At this point the story gets a little more complicated because there are two ways to do this final tweak. There's the standard way, and there's the Right Way. It is extremely rare for a deeply flawed standard to get established in cryptography, but in the case of elliptic curve digital signatures it has happened. So I'll start with the standard way, explain what the flaw is, and then explain the Right Way.
To bind a signature to a document in the standard way we first generate a secure hash of the document, which we will call H. As before, we also choose a random number M, which again we must keep secret. We compute R just as before, but change the computation of S like so:
S = (H + SK*R)/M
The signature is the pair (R,S) as before. The verification step also gets tweaked. To verify, we compute:
XC((BP*H + PK*R)/S)
and verify that this is equal to R as before. You can verify for yourself that this works by crunching through the algebra.
The flaw in this scheme is that not only must M be kept secret, but you also have to be very careful never to use the same random M to sign two different messages. If you have signatures for two different messages generated with the same SK and M values, then you can easily recover SK, the secret key. This is how the Sony Playstation was hacked.
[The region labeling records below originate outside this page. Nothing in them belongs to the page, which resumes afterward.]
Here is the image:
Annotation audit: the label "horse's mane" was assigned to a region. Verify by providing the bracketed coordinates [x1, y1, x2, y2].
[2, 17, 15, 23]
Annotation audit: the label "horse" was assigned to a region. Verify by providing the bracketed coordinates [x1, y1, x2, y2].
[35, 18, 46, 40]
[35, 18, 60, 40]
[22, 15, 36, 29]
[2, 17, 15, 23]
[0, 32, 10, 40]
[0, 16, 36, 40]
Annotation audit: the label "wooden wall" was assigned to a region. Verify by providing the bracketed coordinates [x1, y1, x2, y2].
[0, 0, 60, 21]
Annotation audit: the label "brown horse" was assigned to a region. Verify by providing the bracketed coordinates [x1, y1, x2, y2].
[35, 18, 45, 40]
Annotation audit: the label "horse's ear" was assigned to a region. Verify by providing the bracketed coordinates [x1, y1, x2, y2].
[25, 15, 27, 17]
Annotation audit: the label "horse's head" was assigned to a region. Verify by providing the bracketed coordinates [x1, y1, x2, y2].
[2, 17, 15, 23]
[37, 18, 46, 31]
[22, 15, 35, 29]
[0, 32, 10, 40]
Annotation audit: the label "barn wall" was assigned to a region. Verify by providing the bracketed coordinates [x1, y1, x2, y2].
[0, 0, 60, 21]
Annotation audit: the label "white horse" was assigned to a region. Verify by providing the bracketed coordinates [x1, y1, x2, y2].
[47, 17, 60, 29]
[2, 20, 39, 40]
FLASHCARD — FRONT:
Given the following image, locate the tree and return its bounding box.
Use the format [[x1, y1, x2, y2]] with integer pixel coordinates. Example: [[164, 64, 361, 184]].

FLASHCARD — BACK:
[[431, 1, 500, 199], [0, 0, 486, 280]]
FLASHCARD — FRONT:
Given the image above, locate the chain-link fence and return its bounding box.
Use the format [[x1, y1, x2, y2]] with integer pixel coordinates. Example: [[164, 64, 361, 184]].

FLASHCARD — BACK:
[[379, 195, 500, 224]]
The way to fix this problem is not to use a random M, but instead to use a hash of the message being signed plus the secret key as M. This insures that different messages will never be signed with the same M value. This brilliant trick was invented by Daniel J. Bernstein, commonly known by his initials, DJB. [UPDATE: I was mistaken, this trick was not invented by DJB, it was invented by George Barwood and John Wigley in 1997. Thanks to pbsd for pointing that out.]
I really wanted to write about a particular elliptic curve invented by DJB called Curve25519, but I'm running out of steam and I want to post this today, so that will have to wait. Sorry about all the cliffhangers.